Album Review: KATATONIA -Dethroned and Uncrowned




KScope – Released 9 September 2013

So, is it possible to improve on perfection?

When I reviewed Katatonia’s ‘Dead End Kings’ album a year ago (q.v.) it got a well-deserved five star rating and made it into my best five albums of the year, such was the magnificence of its juxtaposition of thunderous riffage and gossamer-like tranquility.

As a fan of the lighter side of progressive rock, imagine my delight to find that the band had decided to strip away the more strident elements of the album and emphasise the quieter side of things.

Gone are the slabs of doom-laden electric guitar. Gone are the pounding drums.
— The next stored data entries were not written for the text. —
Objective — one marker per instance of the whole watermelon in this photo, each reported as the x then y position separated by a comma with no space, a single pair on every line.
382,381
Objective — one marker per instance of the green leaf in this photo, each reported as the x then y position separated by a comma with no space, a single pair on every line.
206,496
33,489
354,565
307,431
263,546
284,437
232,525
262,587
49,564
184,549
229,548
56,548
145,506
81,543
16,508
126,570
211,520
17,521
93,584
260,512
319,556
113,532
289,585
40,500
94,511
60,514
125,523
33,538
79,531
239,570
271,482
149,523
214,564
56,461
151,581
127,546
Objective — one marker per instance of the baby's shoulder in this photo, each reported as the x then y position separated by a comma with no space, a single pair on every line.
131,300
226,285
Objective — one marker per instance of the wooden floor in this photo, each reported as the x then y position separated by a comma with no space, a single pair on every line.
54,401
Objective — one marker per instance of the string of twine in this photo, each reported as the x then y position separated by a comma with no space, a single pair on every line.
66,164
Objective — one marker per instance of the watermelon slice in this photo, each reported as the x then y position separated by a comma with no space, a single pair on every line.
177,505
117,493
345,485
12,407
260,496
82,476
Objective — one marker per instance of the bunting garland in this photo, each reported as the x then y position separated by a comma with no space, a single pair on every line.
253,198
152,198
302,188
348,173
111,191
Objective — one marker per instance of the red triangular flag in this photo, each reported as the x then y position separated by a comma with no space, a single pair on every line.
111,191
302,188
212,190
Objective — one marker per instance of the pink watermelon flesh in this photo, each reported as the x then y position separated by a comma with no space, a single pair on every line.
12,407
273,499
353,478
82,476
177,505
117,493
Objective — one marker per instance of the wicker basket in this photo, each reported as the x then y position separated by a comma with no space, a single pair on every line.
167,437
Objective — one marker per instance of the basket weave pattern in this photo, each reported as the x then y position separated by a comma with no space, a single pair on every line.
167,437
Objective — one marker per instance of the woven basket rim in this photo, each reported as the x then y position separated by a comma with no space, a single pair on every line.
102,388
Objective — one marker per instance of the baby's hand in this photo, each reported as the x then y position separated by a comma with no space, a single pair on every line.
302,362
Gone are the occasional raucous vocals.

In their place appear delicate piano, gently strummed ethereal acoustics, heartfelt vocals and dreamy keyboards which sound like a whole orchestra turned up at the studio.

Make no mistake, Katatonia have taken a real risk here. The album features every track from ‘Dead End Kings’ in the same running order and it would have been easy for it to fall into the ‘just another re-mixed album’ elephant trap.

The fact that it doesn’t is basically down to three things – the quality of the original songs, the stellar musicianship and the vision of the band to recognise the potential.

Nothing has been lost in transition – the tracks are just as mesmerising, the stories told just as powerful, it’s just that the whole thing has been drenched with a dark mist of melancholia – taking what were already poignant, angst-ridden songs to a whole new place.

The opener, ‘The Parting’ lends itself beautifully for the transition to become apparent and by the time follow-up track ‘The One You Are Looking For Is Not Here’ has finished it’s obvious to anyone that the band has made a fabulous job of it.

‘Buildings’ is the track that perhaps most starkly indicates what has been achieved here – the original being a dense, heavy piece with thrashing metal guitars, pummelling drums and almost death-growl vocals, transformed into a thing of dark, forbidding beauty with fragile, skeletal piano figures and picked acoustic guitar.

Everyone wondered after ‘Dead End Kings’ – how could they possibly follow that? I think it’s fair to say that no-one expected this.

It is a dark, dense and inexorably bleak piece of work, and I use the word piece advisedly as the album must be listened to in its entirety, but it is also strangely uplifting in its stark beauty and almost impossible fragility and a deserved triumph for a band willing to take a risk.

So, is it possible to improve on perfection? The answer has to be – yes, in spades.